Within the lower 48, Appalachian ecosystems stand out for their incredible biodiversity. Covering an area of 737,000 square miles and home to tens of thousands of species, these mountain ecosystems have played, and will continue to play, critical roles in enabling species movements as the climate changes.
The Appalachian Mountains transect 13 states. Taking into account all of the federal agencies, state agencies, tribes, and nonprofit organizations that share responsibility for their protection, the Appalachian Mountain range is a prime example of the management challenges that will arise as species face new, growing threats.
Schenk said that there is one issue that is well worth noting: our state lines. Long ago, state borders were drawn largely without considering certain ecological features.

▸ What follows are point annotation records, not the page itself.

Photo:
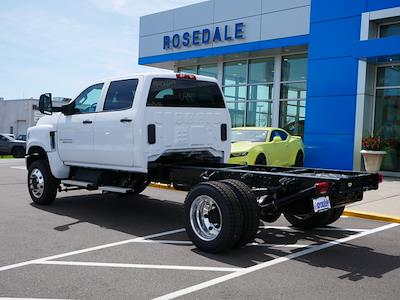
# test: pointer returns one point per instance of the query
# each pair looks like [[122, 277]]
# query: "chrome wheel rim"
[[205, 218], [36, 183]]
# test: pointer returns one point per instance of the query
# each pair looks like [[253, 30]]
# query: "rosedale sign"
[[204, 36]]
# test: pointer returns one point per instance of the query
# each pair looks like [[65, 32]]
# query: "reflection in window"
[[292, 116], [208, 70], [259, 113], [189, 70], [235, 73], [261, 70], [387, 30], [86, 102], [237, 112]]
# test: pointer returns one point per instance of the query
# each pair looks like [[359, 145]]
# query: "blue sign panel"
[[204, 36]]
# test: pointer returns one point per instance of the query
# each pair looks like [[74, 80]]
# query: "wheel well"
[[35, 153]]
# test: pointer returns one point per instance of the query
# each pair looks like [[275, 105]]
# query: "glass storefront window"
[[235, 93], [235, 73], [292, 116], [189, 70], [294, 68], [237, 112], [387, 115], [260, 92], [261, 70], [388, 76], [296, 90], [259, 113], [208, 70], [387, 30]]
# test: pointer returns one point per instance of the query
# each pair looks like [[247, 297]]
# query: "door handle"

“Our boundaries are rarely drawn on the basis of ecosystems, like river basins or watersheds, to begin with,” said Schenk. “If anything, we have done the opposite. Many states have rivers that serve as boundaries. Of course, we didn’t draw political boundaries accounting for the ecology of regions. We drew them for other reasons.”
For those in charge of environmental policy, planning, and management, these artificial boundaries become all the more problematic. Environmental changes are going to inevitably cross these boundaries, which necessitates significant coordination across those boundaries.
“Much that we do as a society to protect species is ultimately tied to fixed geographies,” said Paul Armsworth, an ecologist at the University of Tennessee, Knoxville, and principal investigator on the project. “We protect special places on the landscape in nature reserves or ask state agencies to lead on protecting species found within their borders. But, we are going to need much more flexible and dynamic approaches if we are to continue to protect species as climate change accelerates.”
Researchers believe this kind of collective thinking is going to require cultural and institutional changes within natural resource management agencies and conservation NGOs, and facilitating such changes takes time.
With the help of artificial intelligence, the team will be able to quantify these changes over time and alert state and federal agencies to plan accordingly.
“If all we do is react to change once it has happened, then the conservation community is always going to be in crisis mode, but we can get ahead of the game,” said Bistra Dilkina, the team’s computer science co-PI from the University of Southern California. “If we harness modern computational approaches, we can predict how species will respond to the changing climate and where and when ecological changes are coming on the landscape. Doing so will let us explore what kinds of new governance collaborations are going to be needed to be ready when those changes arrive.”
To explore these issues further, the team is planning to directly engage agency officials and others who are responsible for integrating climate change into State Wildlife Action Plans (SWAPs). With each state adhering to its own plan, coordination to tackle wicked problems, like climate change, can be difficult. Coordination is essential.
“There isn’t tight integration across those state boundaries,” said Schenk. “Folks that make these plans have a responsibility to their state and their state only. They aren’t going to suddenly start making plans for the other states. So, a key question is ‘how do we coordinate, while recognizing that those political boundaries aren’t going away?’”
The team is also seeking knowledge from those who have cared for the land long before Europeans arrived. Various Indigenous tribes inhabit the central and southern Appalachian Mountain ranges, and the team will be learning from them, while helping them enhance their management approaches in the face of a changing climate.
“They are critical partners in this project given their longer-term relationships and stewardship with the land,” said Schenk.
With the blending of various kinds of research expertise and experts from different organizations, the team is confident this new project can really make a difference to future conservation in the Appalachian region and beyond.
“At their core, environmental problems like climate change are really people problems,” said William A. Hopkins, professor of wildlife in the College of Natural Resources and Environment and the associate executive director of the Fralin Life Sciences Institute. “We must address the human dimensions of these complex issues if we have any hope of ultimately halting or reversing their effects on the environment and society. The collaboration between ecologists, social scientists, and computer scientists on this NSF-funded project exemplifies the kind of innovative approaches needed to solve these challenges.”
The Fralin Life Sciences Institute is taking bold steps to foster and support similar collaborations and strategic partnerships with colleges and other institutes at Virginia Tech.
"We recently co-located faculty with diverse expertise from five colleges in Steger Hall to tackle problems related to rapid environmental changes. With coordination with the Institute for Society, Culture, and Environment, we were able to bring in Todd Schenk,” added Hopkins.
Schenk emphasized that the NSF Dynamics of Integrated Socio-Environmental Systems program represents a rare and exciting opportunity for researchers. Not only will researchers across disciplines be working together, but those within and outside of academia will be working together as well.
“This program will be integrating social and environmental fields, which is so critically important to issues like effective conservation,” said Schenk. “It is really neat to see everyone - from federal agencies to the Fralin Life Sciences Institute - come together to see such an emphasis placed on genuine, sustained, and deeper collaboration that extends past academia.”